Japanese author Haruki Murakami‘s new 900+ page book IQ84 has received rave reviews since it was published in English this past week.
Praise for the book came after it already racked up similar attention in Japan, being nominated for various awards since its three volumes were released between 2009 and 2010.
IQ84 is a reference to George Orwell‘s Nineteen Eighty-Four, the classic dystopian novel that has grown into the stuff of legend since its publication in 1949. Murakami’s work tells a complex story through the use of intertwining narratives, all taking place in the year 1984.
As WBUR in Boston, Massachusetts explored in a lengthy and well-written piece, the events and themes in IQ84 are told with the aid of music. Important scenes in the story are given specific musical accompaniments, from Bach to the Beatles.

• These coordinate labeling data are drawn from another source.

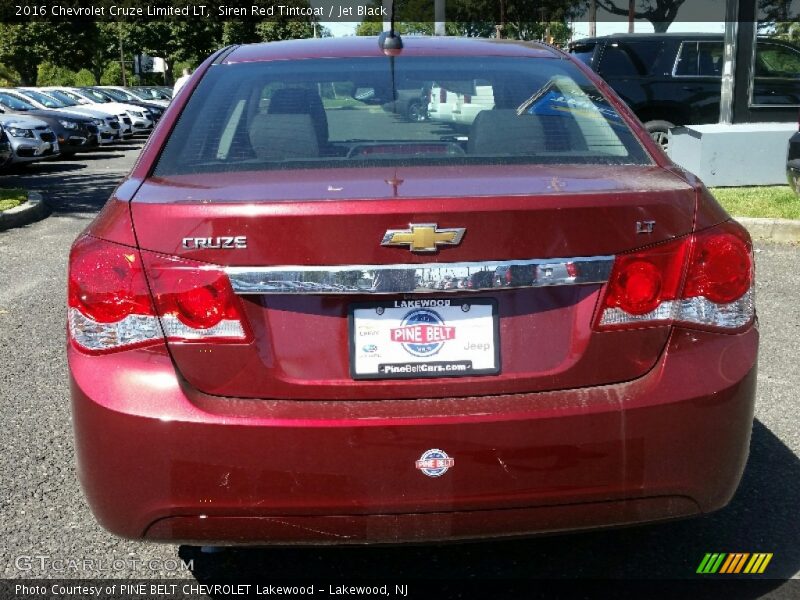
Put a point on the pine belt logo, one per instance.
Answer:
(423, 332)
(734, 563)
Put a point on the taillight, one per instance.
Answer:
(194, 300)
(110, 305)
(705, 278)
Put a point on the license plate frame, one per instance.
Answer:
(410, 368)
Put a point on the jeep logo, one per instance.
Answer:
(238, 242)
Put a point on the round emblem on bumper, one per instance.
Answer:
(434, 462)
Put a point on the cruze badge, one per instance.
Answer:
(435, 462)
(423, 237)
(238, 242)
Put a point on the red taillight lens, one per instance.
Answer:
(194, 300)
(640, 282)
(704, 279)
(106, 281)
(721, 268)
(637, 288)
(110, 305)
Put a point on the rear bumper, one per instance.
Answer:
(161, 461)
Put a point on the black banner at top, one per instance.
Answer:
(419, 11)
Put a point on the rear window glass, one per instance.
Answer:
(700, 59)
(353, 112)
(583, 52)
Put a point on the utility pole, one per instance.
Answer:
(631, 12)
(122, 58)
(439, 18)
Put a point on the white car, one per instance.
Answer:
(125, 121)
(106, 132)
(31, 139)
(453, 107)
(141, 119)
(134, 95)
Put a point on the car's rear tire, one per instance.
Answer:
(659, 131)
(416, 112)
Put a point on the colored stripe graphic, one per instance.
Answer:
(733, 563)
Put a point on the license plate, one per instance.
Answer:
(401, 339)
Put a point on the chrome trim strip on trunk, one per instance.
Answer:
(426, 278)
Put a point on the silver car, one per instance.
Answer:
(31, 139)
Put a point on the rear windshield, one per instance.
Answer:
(332, 113)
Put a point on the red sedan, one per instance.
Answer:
(263, 348)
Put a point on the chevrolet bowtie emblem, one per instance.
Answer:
(423, 237)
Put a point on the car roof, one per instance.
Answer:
(650, 36)
(365, 46)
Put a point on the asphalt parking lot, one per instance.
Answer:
(44, 515)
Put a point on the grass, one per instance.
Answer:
(776, 201)
(12, 197)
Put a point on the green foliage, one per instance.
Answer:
(94, 46)
(85, 77)
(112, 74)
(514, 19)
(64, 43)
(8, 77)
(774, 202)
(50, 74)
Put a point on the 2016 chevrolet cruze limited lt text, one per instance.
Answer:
(303, 318)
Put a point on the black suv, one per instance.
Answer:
(673, 79)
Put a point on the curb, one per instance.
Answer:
(775, 230)
(34, 209)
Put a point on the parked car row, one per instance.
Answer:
(47, 122)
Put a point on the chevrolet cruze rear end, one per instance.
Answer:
(264, 347)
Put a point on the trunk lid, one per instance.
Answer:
(301, 346)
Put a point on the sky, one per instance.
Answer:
(581, 29)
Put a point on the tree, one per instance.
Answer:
(517, 19)
(661, 13)
(50, 74)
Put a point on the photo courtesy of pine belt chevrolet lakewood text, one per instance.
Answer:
(308, 316)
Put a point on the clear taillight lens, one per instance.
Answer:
(111, 308)
(704, 279)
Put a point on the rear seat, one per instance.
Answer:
(283, 137)
(503, 131)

As the piece states, Music is the key to much of what happens in the book. As the story begins, she hears Leos Janacek’s “Sinfonietta.” The music transports her into another world, where she starts thinking about her one true love, our other main character Tengo, even though she hasn’t seen him since they were 10 years old. For all his modernity, Murakami is really a romantic.
Music is almost its own character in the story, as crucial to the developments and thematic progression as the characters themselves.
In addition to the presence of music, religion is also a central issue that concerns many of the book’s notable figures.
Many of the characters in the book are recovering from their parents’ involvement in religious cults. Religion is at the heart of this epic. There’s no Big Brother in this 1984, but there is an unsettling sense that religious leaders, particularly fundamentalists of all stripes, have gotten too powerful and have way too much influence.
The rest of WBUR’s article details even more about the intricacies that Murakami put into the epic novel. This is really quite an impressive accomplishment, as Murakami has seamlessly blended styles, themes, and motifs into a sprawling book that may come to be his career-defining moment.